In terms of topline, the growth was very moderate, as the farmers did not exactly set the off-take scene on fire during the period. In fact, FFC witnessed its urea sales drop by 4.5 percent year-on-year to 1.77 million tons from 1.85 million tons, in the same period last year. The topline growth was driven by increase in product selling price.

The latest quarter was a happening one for the industry, as the feedstock and fuel gas prices were increased massively, by 31 and 62 percent, respectively, with the start of the quarter. This translated into an impact of almost Rs210 per urea bag, which is a pass through item, under usual circumstances. But the government had requested the fertilizer sector not to pass on the impact, in return to a commitment for a corresponding decrease in GIDC rate.

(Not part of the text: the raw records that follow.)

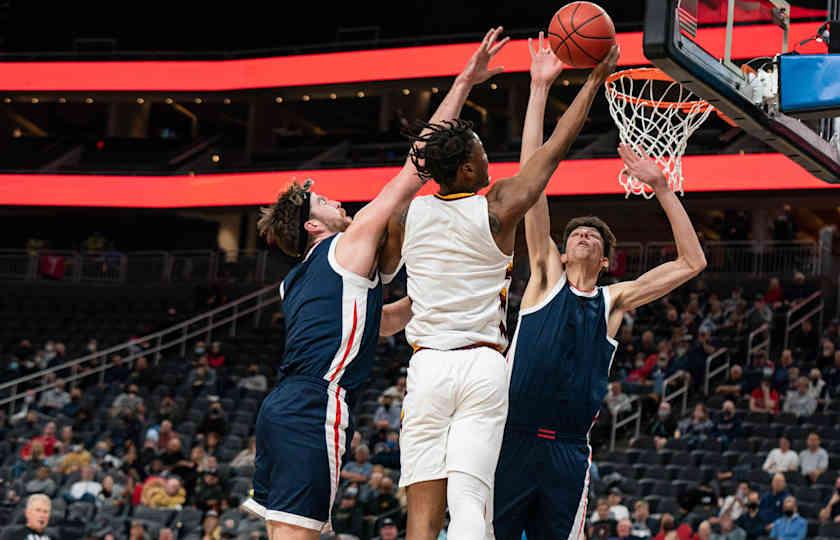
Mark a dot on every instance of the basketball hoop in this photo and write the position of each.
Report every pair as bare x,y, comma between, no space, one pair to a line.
656,114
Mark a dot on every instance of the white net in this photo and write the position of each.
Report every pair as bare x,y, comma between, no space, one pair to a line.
656,115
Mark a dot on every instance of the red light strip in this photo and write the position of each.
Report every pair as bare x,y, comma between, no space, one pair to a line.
327,68
714,173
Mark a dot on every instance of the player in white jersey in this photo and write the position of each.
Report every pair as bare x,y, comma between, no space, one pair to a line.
457,247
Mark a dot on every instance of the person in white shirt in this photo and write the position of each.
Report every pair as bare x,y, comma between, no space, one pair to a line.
87,488
813,460
781,459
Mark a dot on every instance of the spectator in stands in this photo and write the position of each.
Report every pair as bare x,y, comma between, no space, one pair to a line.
729,530
734,385
662,426
800,402
668,529
347,516
54,399
86,489
42,483
603,524
765,398
359,469
623,530
770,508
728,426
247,456
751,520
781,459
831,512
46,440
813,461
790,526
37,513
161,492
616,400
387,415
255,381
696,429
642,526
127,403
736,504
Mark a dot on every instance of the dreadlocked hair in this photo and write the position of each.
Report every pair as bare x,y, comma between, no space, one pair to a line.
437,150
279,223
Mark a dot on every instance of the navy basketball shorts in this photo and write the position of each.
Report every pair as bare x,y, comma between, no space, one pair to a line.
302,429
542,486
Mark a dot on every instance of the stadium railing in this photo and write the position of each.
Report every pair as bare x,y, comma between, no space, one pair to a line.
722,359
816,304
199,327
635,415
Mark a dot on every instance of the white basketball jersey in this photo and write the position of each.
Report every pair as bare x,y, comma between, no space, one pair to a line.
458,278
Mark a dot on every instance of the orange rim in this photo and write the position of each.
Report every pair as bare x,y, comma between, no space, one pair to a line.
653,74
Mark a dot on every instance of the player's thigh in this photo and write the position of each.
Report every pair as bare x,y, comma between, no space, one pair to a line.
515,489
478,423
285,531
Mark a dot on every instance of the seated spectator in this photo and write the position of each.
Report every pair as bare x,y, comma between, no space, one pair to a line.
800,402
617,510
87,489
791,526
727,427
813,461
736,504
602,523
255,381
347,515
359,469
729,530
42,483
54,399
663,426
161,492
765,398
751,521
735,383
770,508
781,459
641,521
37,513
127,403
387,415
697,429
623,530
247,456
831,512
669,530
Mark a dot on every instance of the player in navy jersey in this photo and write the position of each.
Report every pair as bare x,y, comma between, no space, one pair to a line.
560,357
332,302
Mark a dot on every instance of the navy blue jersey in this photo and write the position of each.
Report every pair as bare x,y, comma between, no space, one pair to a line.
332,319
561,356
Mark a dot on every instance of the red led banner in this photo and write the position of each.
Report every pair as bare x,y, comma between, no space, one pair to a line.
328,68
714,173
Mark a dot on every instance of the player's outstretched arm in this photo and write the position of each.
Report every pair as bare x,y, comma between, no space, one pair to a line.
475,72
543,256
510,199
395,316
690,260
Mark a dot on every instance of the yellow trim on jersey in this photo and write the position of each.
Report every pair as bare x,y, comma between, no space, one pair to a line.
454,196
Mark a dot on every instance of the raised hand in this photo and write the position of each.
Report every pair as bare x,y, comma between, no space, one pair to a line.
545,66
477,70
607,66
642,167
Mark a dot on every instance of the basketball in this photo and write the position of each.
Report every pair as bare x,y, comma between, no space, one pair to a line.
581,34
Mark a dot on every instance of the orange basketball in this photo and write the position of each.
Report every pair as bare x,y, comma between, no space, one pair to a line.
581,34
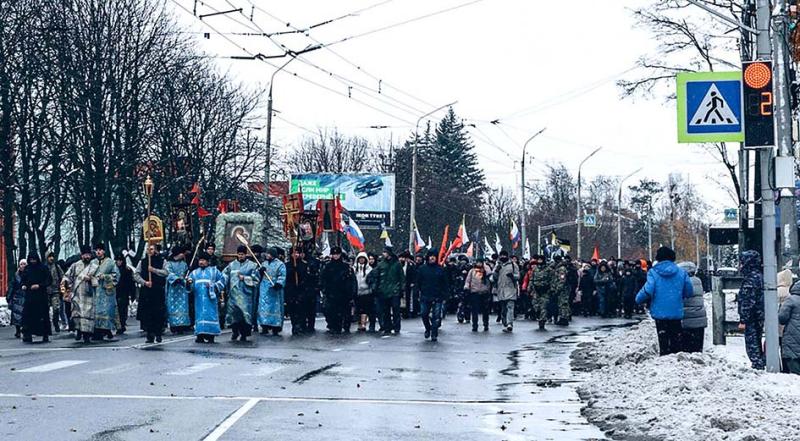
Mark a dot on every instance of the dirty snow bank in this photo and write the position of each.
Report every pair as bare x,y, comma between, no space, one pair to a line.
633,394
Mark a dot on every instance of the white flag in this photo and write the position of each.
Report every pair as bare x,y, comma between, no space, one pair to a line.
497,245
488,251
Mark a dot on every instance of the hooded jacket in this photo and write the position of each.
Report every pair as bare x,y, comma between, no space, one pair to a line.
666,287
751,294
694,308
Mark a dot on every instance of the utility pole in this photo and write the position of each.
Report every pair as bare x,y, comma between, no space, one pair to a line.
579,214
783,121
619,213
268,147
522,191
763,45
413,211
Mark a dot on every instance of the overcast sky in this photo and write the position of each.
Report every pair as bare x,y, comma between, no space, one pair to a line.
531,64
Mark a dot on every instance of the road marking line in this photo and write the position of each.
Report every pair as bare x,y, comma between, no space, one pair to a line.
115,369
478,403
193,369
52,366
263,371
231,420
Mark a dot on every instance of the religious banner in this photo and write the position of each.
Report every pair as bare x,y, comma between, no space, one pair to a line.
181,224
291,213
153,229
228,225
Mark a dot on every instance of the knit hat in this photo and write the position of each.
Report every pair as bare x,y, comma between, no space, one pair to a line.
665,253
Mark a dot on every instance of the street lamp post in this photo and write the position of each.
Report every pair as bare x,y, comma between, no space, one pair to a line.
413,210
619,213
579,219
268,148
522,190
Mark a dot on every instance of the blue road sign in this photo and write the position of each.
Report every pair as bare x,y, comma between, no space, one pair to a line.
710,107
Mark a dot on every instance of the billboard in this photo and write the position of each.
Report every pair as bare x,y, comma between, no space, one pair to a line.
368,198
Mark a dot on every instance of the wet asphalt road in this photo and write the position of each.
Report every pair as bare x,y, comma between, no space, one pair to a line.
468,386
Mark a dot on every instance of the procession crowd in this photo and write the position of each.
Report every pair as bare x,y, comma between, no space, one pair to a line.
261,288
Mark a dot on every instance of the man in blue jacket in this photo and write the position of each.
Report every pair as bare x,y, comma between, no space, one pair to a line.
433,286
666,287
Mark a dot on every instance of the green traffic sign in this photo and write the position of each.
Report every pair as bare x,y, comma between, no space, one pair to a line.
710,107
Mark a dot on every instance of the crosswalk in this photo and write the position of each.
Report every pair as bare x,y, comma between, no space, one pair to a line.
189,369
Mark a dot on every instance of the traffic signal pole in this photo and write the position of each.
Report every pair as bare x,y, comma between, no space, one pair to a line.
783,121
764,52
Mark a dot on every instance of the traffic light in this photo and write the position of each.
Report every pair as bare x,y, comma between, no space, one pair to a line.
759,122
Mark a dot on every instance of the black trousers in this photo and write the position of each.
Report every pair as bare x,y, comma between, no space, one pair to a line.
122,308
669,336
479,306
337,314
389,312
692,340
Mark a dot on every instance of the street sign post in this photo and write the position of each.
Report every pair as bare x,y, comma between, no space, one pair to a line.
759,121
710,107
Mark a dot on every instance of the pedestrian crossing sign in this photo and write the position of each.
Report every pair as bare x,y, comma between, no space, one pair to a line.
710,107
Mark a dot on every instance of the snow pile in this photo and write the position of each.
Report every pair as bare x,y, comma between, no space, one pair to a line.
634,344
637,395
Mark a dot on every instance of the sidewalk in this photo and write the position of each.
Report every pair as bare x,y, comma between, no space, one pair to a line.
633,394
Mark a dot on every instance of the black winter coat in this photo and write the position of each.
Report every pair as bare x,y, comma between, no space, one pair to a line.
35,315
432,283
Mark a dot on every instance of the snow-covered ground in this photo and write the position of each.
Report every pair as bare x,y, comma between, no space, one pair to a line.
633,394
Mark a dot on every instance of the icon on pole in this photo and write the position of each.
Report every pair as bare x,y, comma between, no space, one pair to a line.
710,107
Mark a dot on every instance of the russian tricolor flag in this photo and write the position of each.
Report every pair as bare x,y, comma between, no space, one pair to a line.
514,235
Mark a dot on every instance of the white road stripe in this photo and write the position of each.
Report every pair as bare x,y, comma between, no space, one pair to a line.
231,420
479,403
263,371
193,369
52,366
116,369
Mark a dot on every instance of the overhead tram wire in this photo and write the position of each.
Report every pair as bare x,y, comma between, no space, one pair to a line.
379,96
322,86
382,98
411,20
353,64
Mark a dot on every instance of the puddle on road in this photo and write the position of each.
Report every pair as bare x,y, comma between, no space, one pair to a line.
540,373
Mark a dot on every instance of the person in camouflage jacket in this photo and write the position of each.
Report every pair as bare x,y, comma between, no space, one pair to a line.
560,289
540,288
751,307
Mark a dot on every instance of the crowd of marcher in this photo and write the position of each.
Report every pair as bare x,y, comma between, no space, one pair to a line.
262,288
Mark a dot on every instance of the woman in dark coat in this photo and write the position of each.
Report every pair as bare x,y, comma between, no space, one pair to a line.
16,298
36,314
152,312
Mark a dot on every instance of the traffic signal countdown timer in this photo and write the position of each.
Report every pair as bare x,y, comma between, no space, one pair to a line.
759,123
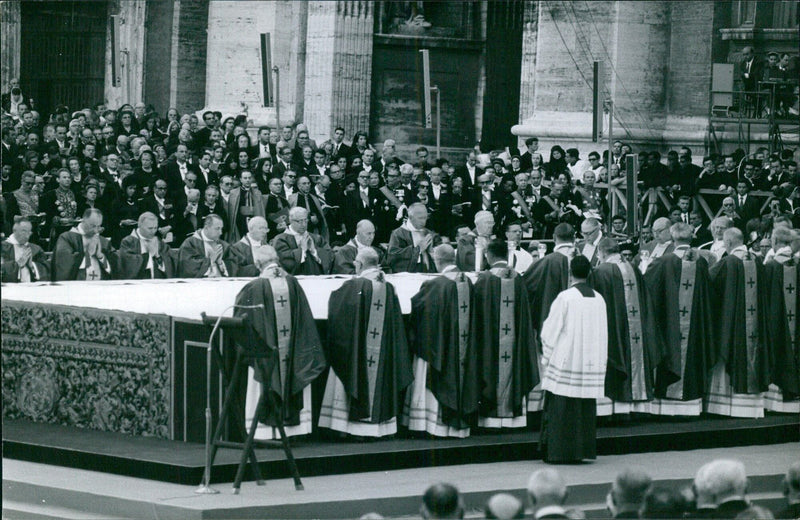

How the GIDC case unfolded is well documented – and it did not see the light of the day. So the price increase was delayed by two months – which took the primary margins down for FFC and others. The gross profit margins for 3QCY19, were resultantly down by almost 550 basis points, year-on-year.

The downside of higher interest rates was visible in form of higher finance costs. The company had sizeable relievable, in lieu of subsidy clearance, hampering the liquidity. That said, the contribution from dividend income, and most importantly, income from investments, more than compensated for the increase in finance cost. The investment income due to effective fund management was recorded at highest ever Rs3.37 billion. FFC could expect, decent contributions in form of dividend income going forward, from the likes of FFBL and AKBL.

The company foresees increased transportation cost, as the new axle load regulations were in place. But that has reportedly been delayed for another year, which should help FFC consolidate on the efficiencies it has gained. It must be noted that FFC made huge strides in terms of distribution cost efficiency – taking it down to 7.99 percent as percentage of sales, as against 9.5 percent in the corresponding period last year.